Ackerman Steering Compensation For Catamarans

Technical discussion of ARC products
Post Reply
Bill Roberts
Expert
Posts: 515
Joined: November 17th, 2003, 9:13 pm
Location: Stuart, Florida

Ackerman Steering Compensation For Catamarans

Post by Bill Roberts »

Hello Catamaran Sailors,
Here's the Ackerman steering compensation story. When our catamarans make a turn, like tacking for example, the hulls follow curved paths. The hull in the inside of the turn is making a sharper turn , turning on a path with a shorter radius of curvature, than the hull on the outside of the turn. The rudder behind each hull should be coordinated with the turn that hull is making during the turn/tack. Since the hulls are turning on different radii, the correct coordinated turn angle between the hull centerline and rudder foil centerline is different between the two hulls.
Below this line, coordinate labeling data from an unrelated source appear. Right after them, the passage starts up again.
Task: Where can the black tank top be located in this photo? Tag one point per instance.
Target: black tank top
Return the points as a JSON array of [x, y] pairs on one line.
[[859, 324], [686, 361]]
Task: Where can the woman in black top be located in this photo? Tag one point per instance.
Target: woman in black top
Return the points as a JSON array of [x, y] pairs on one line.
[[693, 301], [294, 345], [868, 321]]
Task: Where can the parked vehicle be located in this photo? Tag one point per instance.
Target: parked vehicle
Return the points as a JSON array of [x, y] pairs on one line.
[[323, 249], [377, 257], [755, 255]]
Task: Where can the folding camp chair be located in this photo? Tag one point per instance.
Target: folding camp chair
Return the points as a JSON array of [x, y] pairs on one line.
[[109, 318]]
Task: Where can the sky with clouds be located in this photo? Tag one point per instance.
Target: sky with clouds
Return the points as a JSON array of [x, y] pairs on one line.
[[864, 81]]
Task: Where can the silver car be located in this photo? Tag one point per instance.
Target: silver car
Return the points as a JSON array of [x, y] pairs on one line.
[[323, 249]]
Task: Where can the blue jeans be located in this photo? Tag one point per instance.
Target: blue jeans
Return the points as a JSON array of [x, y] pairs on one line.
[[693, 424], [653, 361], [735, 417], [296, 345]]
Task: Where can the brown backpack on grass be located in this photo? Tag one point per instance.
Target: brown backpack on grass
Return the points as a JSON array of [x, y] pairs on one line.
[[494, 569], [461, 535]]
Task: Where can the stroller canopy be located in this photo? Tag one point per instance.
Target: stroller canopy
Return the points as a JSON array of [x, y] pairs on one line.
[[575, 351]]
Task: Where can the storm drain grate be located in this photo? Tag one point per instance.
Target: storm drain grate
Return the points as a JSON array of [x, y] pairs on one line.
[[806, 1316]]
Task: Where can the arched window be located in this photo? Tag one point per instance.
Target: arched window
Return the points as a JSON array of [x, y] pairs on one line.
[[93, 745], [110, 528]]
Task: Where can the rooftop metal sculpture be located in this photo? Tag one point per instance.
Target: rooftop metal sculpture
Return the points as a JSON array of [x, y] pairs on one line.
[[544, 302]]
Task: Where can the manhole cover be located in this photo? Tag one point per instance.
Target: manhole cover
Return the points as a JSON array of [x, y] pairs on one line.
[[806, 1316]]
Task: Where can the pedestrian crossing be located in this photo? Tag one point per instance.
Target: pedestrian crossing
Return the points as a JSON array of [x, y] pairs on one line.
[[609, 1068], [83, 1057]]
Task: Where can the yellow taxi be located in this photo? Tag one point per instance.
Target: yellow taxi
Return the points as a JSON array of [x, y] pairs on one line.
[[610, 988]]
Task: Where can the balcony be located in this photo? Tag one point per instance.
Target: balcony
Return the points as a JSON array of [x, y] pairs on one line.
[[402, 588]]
The correct compensation, or difference in rudder turning angles, varies with boat length and overall boat width and turning radius.
Here's how you calculate The Ackerman Steering Compensation for a catamaran sailboat.
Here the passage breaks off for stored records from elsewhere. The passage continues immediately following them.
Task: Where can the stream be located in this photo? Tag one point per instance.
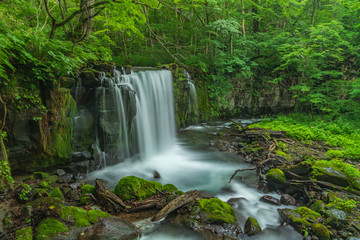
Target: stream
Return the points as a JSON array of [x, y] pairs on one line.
[[190, 163]]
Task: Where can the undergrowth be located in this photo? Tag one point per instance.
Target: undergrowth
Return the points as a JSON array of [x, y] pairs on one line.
[[341, 133]]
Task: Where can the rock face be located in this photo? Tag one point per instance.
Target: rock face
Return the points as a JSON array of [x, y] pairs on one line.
[[252, 227], [111, 228], [42, 143]]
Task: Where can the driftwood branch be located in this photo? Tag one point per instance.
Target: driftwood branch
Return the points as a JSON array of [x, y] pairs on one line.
[[240, 170], [175, 204], [108, 199]]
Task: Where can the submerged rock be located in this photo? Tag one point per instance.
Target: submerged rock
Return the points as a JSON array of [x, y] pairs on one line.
[[270, 200], [213, 211], [252, 227], [276, 178], [132, 187], [287, 199]]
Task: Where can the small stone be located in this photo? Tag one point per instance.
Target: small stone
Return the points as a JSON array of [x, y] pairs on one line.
[[270, 200], [287, 199], [252, 227]]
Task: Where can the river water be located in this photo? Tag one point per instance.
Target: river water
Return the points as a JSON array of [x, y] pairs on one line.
[[192, 164], [184, 159]]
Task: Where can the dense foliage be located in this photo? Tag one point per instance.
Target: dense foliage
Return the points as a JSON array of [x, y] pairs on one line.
[[310, 45]]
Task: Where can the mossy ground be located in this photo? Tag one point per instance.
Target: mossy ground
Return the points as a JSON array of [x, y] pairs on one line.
[[215, 211]]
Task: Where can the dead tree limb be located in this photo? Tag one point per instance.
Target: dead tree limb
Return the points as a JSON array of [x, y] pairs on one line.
[[240, 170]]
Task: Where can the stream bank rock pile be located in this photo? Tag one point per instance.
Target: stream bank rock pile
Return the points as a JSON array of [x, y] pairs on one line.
[[326, 191], [51, 207]]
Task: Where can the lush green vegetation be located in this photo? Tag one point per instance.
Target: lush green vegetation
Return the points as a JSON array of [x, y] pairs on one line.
[[342, 133]]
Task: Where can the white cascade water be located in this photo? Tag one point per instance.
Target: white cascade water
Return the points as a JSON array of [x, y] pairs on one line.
[[192, 101]]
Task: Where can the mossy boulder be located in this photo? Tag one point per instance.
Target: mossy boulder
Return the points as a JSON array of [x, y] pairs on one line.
[[86, 189], [276, 178], [321, 231], [318, 206], [300, 218], [56, 193], [81, 217], [213, 211], [49, 227], [132, 187], [252, 227], [24, 234]]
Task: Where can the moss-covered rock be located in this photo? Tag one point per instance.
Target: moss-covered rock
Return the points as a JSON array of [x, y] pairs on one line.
[[321, 231], [276, 178], [76, 215], [213, 211], [252, 227], [48, 228], [318, 206], [24, 234], [81, 217], [170, 188], [56, 193], [132, 187], [301, 218], [94, 215], [86, 189]]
Draw a picture to scale, top view looking down, of a catamaran in the act of tacking. It can be a stick figure. Only hull lengths and overall boat widths and angles are important. Use a turning radius for the hull on the inside of the turn equal to the width of the boat. The outside hull turning radius will be twice the overall width of the boat turning about the same center point as the inside hull. The mid hull length position on each hull should be tangent to the respective curved path that each hull is following. Now go to the transom of each hull and draw a line from the center of turning to an imiginary pintle on the transom of each hull. Next draw a line perpendicular to each of these lines passing through the imiginary pintle on each hull. These perpendicular lines are along the center lines of the rudders and are coordinated with the path each hull is turning on. Notice the rudders do not appear parallel. Extend these rudder centerlines forward until they cross. The included angle between these two rudder centerlines is the Ackerman Steering Compensation Angle for this boat turning/tacking. For a 22ft boat by 12ft wide turning on an 12ft radius the Ackerman Steering Compensation is 16 degrees. This could be built into the tillers with half the angle built into each tiller. The angle is measured between the effective tiller centerline and the rudder centerline intersecting at the pintle. At the forward end of the tillers, the tillers appear towed-in toward each other.
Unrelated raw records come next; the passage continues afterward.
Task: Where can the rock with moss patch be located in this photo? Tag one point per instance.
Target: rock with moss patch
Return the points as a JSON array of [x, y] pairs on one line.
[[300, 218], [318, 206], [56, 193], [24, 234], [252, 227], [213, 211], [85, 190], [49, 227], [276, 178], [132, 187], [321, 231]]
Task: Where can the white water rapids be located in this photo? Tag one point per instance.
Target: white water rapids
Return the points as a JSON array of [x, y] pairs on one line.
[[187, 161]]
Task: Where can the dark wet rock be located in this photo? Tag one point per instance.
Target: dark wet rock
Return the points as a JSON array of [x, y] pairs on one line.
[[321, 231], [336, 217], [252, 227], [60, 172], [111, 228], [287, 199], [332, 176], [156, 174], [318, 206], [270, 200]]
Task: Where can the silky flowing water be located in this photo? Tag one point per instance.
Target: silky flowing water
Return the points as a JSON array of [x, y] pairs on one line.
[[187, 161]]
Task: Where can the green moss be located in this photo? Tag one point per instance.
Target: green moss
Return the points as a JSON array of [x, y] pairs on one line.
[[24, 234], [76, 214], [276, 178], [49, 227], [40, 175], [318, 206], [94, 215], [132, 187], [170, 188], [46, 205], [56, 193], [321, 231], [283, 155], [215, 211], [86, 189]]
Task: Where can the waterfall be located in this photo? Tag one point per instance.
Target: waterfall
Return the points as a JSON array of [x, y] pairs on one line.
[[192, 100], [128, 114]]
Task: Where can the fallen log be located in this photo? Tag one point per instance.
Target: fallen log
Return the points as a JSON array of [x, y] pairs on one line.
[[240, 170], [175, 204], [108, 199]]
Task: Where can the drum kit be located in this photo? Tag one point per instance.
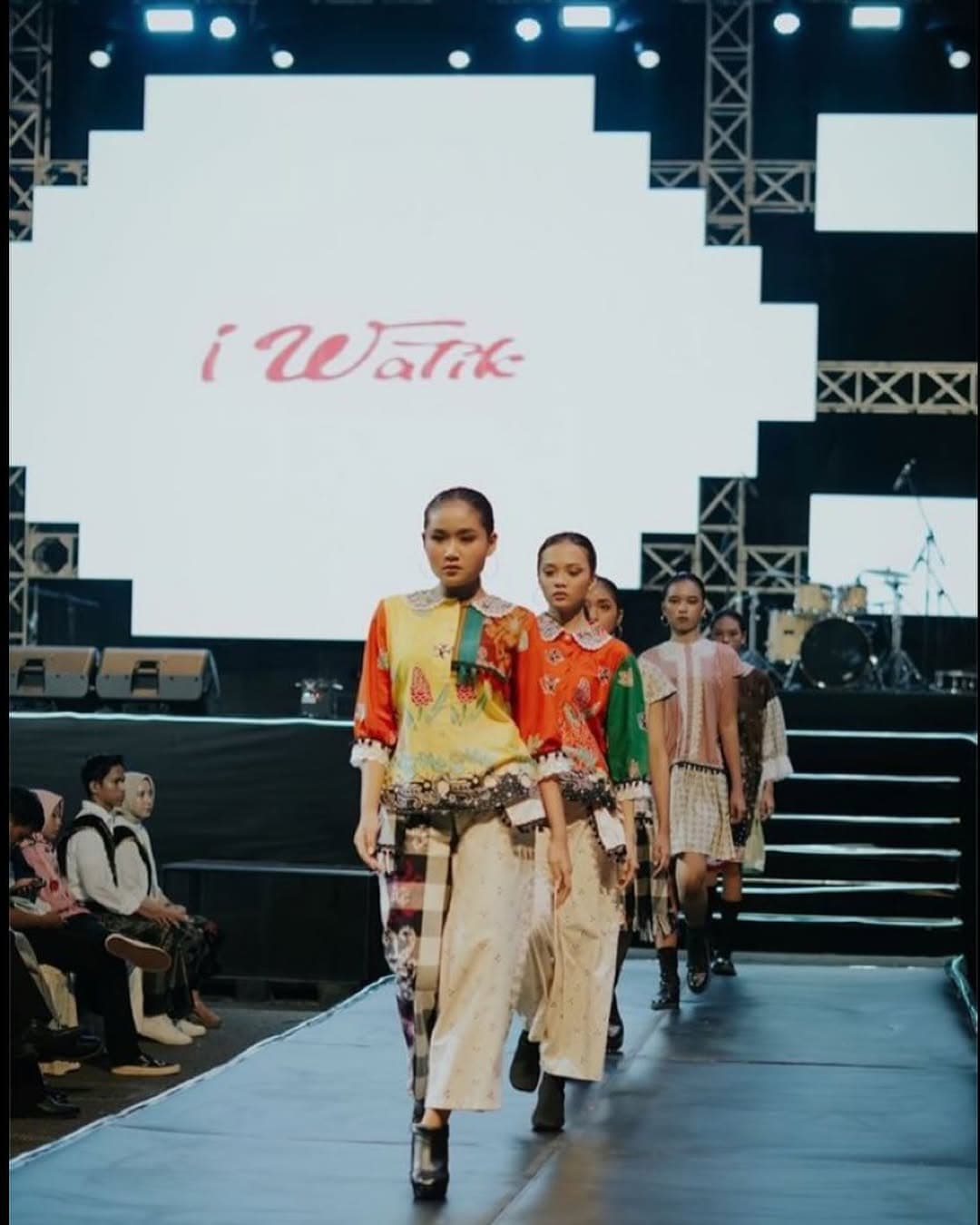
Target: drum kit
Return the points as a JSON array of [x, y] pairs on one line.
[[827, 637]]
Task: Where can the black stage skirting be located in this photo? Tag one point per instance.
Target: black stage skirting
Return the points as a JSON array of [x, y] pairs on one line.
[[795, 1093]]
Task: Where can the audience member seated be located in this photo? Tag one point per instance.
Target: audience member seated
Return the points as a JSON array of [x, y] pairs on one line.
[[137, 870], [86, 858]]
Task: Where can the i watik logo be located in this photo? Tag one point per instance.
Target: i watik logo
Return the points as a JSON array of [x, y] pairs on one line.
[[413, 350]]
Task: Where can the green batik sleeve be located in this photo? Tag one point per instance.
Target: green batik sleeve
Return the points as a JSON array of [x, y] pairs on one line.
[[626, 732]]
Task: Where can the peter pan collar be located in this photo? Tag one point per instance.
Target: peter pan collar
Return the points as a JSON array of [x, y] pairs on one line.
[[490, 605], [591, 639]]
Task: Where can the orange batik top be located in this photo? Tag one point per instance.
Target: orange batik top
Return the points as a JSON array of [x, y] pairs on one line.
[[455, 702], [603, 723]]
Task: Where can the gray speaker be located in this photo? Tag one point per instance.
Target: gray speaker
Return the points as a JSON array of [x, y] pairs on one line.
[[51, 672], [156, 675]]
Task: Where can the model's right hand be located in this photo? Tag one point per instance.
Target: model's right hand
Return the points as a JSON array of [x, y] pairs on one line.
[[560, 865], [365, 842]]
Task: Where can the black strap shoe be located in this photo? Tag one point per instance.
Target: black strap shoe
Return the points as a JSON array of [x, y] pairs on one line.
[[525, 1064], [671, 995], [699, 966], [549, 1113], [430, 1161]]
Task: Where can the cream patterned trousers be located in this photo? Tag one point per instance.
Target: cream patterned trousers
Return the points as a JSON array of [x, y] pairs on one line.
[[567, 985], [456, 914]]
The tiller crossbar is connected to each tiller end fitting. The length of the tiller crossbar can be such that when the the boat is sailing in a straight line, the rudders are parallel to hull centerline. But, when the boat is turning, the design Ackerman angle comes into play and the rudders are not parallel. The rudder on the inside of the turn is turning sharper than the rudder on the outside of the turn. Turn the steering system in the opposite direction and the rudder compensation reverses.